The dawn of primate social complexity: kin selection in asocial mammals
Since Hamilton's ground-breaking theory of inclusive fitness in 1964, kin-biased behavior has been theorized to have played a crucial role in the evolution of mammalian sociality (Hamilton, 1964; de Waal and Tyack, 2003; Chapais and Berman, 2004). Given the amount of attention given to the topic over the subsequent decades, it is surprising that while group-living and social complexity has evolved multiple times in mammals, we still know very little about how this process occurs (Waser and Jones, 1983; Müller and Thalmann, 2000; de Waal and Tyack, 2003). In this section we review what is known about ancestral mammals and how they were the foundation for the evolution of ancestral primates.

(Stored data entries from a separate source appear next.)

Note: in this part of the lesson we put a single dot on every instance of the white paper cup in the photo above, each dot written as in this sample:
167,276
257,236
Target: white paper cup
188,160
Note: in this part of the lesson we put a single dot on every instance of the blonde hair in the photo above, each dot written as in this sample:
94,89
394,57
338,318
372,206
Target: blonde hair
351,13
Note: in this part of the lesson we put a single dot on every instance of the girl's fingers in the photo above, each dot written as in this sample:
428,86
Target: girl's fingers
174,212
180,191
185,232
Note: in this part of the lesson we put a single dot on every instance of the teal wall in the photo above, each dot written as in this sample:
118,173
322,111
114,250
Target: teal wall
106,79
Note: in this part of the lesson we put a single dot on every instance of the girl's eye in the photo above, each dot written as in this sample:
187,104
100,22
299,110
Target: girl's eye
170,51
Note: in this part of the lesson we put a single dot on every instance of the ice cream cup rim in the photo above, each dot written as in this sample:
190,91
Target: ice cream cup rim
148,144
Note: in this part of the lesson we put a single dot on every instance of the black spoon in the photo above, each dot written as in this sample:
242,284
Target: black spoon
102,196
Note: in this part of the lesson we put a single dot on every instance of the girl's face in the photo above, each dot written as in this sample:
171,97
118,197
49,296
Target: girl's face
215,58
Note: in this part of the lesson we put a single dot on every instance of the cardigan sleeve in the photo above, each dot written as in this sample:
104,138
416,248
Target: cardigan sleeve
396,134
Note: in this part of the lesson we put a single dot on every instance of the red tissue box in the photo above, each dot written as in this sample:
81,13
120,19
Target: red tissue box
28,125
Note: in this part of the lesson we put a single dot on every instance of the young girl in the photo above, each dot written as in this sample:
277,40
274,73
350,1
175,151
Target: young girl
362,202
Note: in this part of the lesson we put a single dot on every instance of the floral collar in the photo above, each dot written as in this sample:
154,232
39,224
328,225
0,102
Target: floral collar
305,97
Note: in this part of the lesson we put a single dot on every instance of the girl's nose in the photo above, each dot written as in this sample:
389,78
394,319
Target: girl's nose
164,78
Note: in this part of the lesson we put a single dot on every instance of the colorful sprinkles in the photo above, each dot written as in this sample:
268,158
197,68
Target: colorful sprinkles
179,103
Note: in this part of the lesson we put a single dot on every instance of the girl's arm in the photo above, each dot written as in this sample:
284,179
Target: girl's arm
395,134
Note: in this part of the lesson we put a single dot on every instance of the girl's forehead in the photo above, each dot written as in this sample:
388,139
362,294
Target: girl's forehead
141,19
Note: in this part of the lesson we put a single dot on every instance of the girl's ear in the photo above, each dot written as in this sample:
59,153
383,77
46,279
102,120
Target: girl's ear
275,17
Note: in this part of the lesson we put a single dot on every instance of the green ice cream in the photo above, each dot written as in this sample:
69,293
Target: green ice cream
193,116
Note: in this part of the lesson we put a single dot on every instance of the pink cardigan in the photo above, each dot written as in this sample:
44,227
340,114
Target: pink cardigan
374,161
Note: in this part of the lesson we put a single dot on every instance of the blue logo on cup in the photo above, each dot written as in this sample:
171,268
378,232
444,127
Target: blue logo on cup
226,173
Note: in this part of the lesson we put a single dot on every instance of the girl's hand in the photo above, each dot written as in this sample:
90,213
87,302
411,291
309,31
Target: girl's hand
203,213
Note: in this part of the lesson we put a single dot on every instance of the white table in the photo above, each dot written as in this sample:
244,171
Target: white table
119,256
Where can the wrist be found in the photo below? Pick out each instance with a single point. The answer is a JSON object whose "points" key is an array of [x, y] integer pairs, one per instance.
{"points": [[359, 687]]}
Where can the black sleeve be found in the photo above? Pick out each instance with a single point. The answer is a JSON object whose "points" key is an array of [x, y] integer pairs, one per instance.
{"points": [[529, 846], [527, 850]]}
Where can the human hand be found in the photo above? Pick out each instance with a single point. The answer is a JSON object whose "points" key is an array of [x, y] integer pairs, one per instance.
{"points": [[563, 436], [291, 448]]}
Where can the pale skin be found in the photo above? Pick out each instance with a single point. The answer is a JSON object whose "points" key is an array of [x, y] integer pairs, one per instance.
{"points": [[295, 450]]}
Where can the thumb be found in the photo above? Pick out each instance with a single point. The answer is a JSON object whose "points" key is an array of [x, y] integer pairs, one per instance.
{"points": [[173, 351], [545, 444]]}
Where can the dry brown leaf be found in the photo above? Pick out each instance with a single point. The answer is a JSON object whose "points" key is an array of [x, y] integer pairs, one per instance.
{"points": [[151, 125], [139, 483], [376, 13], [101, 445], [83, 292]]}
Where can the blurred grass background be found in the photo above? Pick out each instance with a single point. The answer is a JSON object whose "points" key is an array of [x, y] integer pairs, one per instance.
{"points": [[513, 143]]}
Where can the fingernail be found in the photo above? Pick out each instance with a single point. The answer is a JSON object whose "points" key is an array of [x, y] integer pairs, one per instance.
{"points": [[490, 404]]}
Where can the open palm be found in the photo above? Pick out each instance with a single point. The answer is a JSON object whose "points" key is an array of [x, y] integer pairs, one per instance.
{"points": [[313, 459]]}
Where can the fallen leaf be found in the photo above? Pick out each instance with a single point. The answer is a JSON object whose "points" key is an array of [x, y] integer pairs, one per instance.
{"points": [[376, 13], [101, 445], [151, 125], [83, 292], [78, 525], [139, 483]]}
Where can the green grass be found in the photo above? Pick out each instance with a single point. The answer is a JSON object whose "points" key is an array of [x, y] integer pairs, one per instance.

Ancestral mammals are believed to have been asocial, as are many extant mammal species (Waser and Jones, 1983; Müller and Thalmann, 2000). Asocial species forage alone and maintain no relationships outside of the mating and infant-rearing seasons (Charles-Dominique, 1974, 1978; Waser and Jones, 1983; Müller and Thalmann, 2000). Interactions between adults, including adult kin, are marked by avoidance and aggression (Charles-Dominique, 1974; Waser and Jones, 1983; Müller and Thalmann, 2000). This is note-worthy because in many species, females typically disperse shorter distances than males, leading to a spatial clustering of female kin (Waser and Jones, 1983; Stoen et al., 2005; Maher, 2009). For many scientists, it is this spatial clustering of kin which is the first step towards increasing sociality (Waser and Jones, 1983; Perrin and Lehmann, 2001; Kappeler et al., 2002; Lutermann et al., 2006; Meshriy et al., 2011; Messier et al., 2012). The transition to group-living is believed to have occurred through solitary foraging (Müller and Thalmann, 2000). Extant solitary foragers forage alone, but, in contrast to the asocial mammalian ancestors, maintain year-round social networks, communicating with conspecifics via scent-marks and vocalizations (Charles-Dominique, 1974, 1978; Zimmermann, 1990, 1995a, 1995b, 2010; Müller and Thalmann, 2000; Nash, 2004; see also Chapter 21). Individuals may interact affiliatively during their active periods and sometimes sleep in social groups, often consisting of matrilineal kin, during the inactive periods (e.g., Radespiel et al., 2001b; Eberle and Kappeler 2006; for review, see Müller and Thalmann, 2000).